The soldiers found the Cherokee. It had made one further mile beyond the farmer's shack when, trying to push onward into the rain forest, it had nosed into a gully and stuck at forty-five degrees. Deep furrows showed where the fleeing driver had tried to force his way out of the gully, but his panic had merely made matters worse. It took a crane truck from the city to get the 4X4 out of the hole, turned around, and heading for the road. Colonel Moreno himself came. He surveyed the churned earth, the shattered saplings and torn vines.

"Trackers," he said. "Get the dogs. The Cherokee and everything in it to my office. Now."

But darkness came down. The trackers were simple folk, not able to face the darkness when the spirits of the forest were abroad. They began next morning at dawn and found the quarry by noon.

One of Moreno 's men was with them and had a cell phone. Moreno took the call in his office. Thirty minutes later, Kevin McBride walked into Devereaux's office.

"They found him. He's dead."

Devereaux glanced at his desk calendar. It revealed the date was August 27th.

"I think you should be there," he said.

McBride groaned.

"It's a hell of a journey, Paul. All over the bloody Caribbean."

"I'll sanction a company plane. You should be there by breakfast tomorrow. It's not just me who has to be satisfied this damn business is over for good. Zilic has to believe it, too. Go down there, Kevin. Convince us both."
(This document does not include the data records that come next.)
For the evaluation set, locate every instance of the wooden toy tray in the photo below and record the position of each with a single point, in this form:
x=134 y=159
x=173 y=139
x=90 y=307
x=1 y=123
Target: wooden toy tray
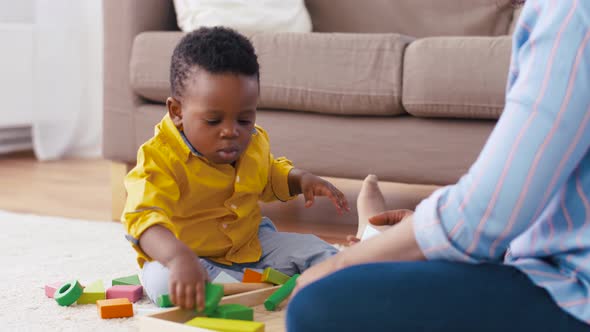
x=173 y=319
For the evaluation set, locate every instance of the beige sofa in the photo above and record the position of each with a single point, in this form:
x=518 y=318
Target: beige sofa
x=405 y=89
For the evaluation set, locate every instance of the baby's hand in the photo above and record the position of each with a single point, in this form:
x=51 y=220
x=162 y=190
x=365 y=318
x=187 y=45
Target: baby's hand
x=390 y=217
x=187 y=282
x=312 y=186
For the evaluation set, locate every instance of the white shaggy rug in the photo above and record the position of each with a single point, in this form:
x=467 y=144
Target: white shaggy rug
x=39 y=250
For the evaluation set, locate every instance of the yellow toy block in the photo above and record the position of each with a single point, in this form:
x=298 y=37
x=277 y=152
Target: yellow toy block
x=273 y=276
x=92 y=293
x=226 y=325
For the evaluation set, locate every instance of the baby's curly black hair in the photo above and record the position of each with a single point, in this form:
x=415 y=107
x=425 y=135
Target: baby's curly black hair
x=216 y=50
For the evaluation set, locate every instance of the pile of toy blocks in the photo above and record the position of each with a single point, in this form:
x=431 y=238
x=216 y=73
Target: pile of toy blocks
x=237 y=317
x=117 y=301
x=114 y=302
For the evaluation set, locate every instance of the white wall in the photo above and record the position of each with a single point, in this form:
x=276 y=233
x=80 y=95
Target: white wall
x=16 y=73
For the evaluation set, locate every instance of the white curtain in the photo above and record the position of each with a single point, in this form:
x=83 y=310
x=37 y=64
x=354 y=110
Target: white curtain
x=67 y=79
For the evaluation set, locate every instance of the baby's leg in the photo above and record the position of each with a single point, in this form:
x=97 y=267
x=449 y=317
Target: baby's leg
x=291 y=253
x=370 y=202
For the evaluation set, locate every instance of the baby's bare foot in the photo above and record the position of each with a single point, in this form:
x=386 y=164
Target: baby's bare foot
x=370 y=202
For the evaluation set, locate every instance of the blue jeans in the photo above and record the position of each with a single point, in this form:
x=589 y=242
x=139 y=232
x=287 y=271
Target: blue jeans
x=427 y=296
x=289 y=253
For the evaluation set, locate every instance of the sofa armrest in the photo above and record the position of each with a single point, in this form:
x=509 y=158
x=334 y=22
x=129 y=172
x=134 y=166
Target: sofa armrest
x=123 y=20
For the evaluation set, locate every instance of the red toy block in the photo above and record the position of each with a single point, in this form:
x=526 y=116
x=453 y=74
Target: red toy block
x=251 y=276
x=114 y=308
x=51 y=288
x=133 y=293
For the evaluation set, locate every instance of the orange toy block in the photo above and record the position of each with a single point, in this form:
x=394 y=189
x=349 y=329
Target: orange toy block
x=251 y=276
x=114 y=308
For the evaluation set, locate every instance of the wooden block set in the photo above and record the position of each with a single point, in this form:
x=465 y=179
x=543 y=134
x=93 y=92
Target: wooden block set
x=114 y=302
x=117 y=301
x=236 y=317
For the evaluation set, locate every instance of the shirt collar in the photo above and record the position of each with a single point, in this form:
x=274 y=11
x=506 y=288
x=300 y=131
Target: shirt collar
x=176 y=139
x=189 y=145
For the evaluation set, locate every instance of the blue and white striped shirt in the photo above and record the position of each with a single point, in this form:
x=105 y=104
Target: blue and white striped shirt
x=526 y=199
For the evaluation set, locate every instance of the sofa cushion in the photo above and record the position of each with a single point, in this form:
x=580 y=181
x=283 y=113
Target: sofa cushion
x=418 y=18
x=353 y=74
x=460 y=77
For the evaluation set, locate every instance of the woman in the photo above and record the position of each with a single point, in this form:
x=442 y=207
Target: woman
x=508 y=247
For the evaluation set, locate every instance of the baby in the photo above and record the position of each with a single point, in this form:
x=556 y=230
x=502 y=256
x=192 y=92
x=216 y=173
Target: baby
x=192 y=208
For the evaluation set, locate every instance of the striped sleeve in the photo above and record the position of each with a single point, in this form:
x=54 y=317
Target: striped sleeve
x=535 y=146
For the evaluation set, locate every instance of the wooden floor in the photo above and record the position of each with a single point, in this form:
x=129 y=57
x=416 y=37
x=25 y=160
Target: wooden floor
x=81 y=189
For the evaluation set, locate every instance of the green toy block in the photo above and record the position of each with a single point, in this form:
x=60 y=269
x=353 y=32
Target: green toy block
x=213 y=294
x=68 y=293
x=163 y=301
x=129 y=280
x=234 y=311
x=273 y=301
x=273 y=276
x=92 y=293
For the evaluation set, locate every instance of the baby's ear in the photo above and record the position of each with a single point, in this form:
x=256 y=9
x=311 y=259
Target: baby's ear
x=175 y=111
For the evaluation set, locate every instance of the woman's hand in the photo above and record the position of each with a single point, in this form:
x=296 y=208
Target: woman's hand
x=387 y=218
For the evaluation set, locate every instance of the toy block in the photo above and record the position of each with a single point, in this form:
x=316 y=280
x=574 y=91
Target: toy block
x=68 y=293
x=252 y=276
x=163 y=301
x=131 y=292
x=273 y=276
x=243 y=287
x=226 y=325
x=51 y=288
x=92 y=293
x=114 y=308
x=213 y=294
x=129 y=280
x=234 y=311
x=273 y=301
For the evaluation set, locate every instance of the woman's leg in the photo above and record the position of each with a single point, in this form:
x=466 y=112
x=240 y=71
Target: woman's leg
x=427 y=296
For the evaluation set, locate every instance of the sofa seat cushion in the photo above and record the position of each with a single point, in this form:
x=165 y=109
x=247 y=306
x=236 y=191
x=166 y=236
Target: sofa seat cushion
x=351 y=74
x=418 y=18
x=457 y=77
x=403 y=148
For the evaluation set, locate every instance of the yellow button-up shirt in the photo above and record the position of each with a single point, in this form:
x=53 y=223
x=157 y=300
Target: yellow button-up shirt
x=212 y=208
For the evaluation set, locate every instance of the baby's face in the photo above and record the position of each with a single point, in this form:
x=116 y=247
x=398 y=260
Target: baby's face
x=218 y=112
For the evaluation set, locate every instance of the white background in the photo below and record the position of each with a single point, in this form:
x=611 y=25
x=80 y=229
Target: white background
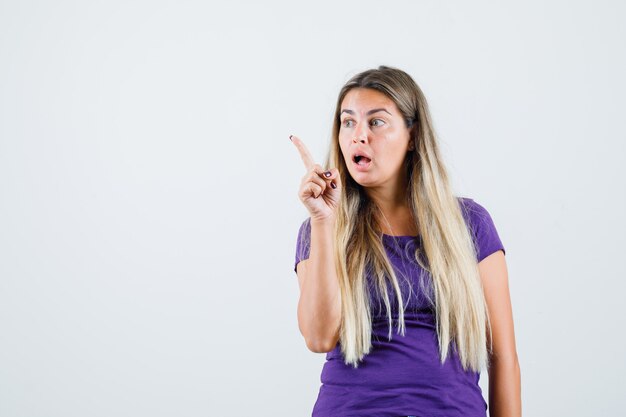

The man Langley knew only by his code name of Avenger had spotted the track off the main road when he flew over the region in the Piper. It was one of a dozen that left the highway between the river and the capital forty miles to the east. Each track serviced one or two small plantations or farms, then petered out into nothing.

He had not thought to photograph them at the time, saving all his film for the hacienda at El Punto. But he remembered them. And on the flight back with the doomed charter pilot Lawrence, he had seen them again. The one he chose to use was the third from the river. He had a start of half a mile over his pursuers when he slowed in order not to leave visible skid marks, and then eased the Cherokee up the track. Around a bend, engine off, he heard the pursuers thunder past.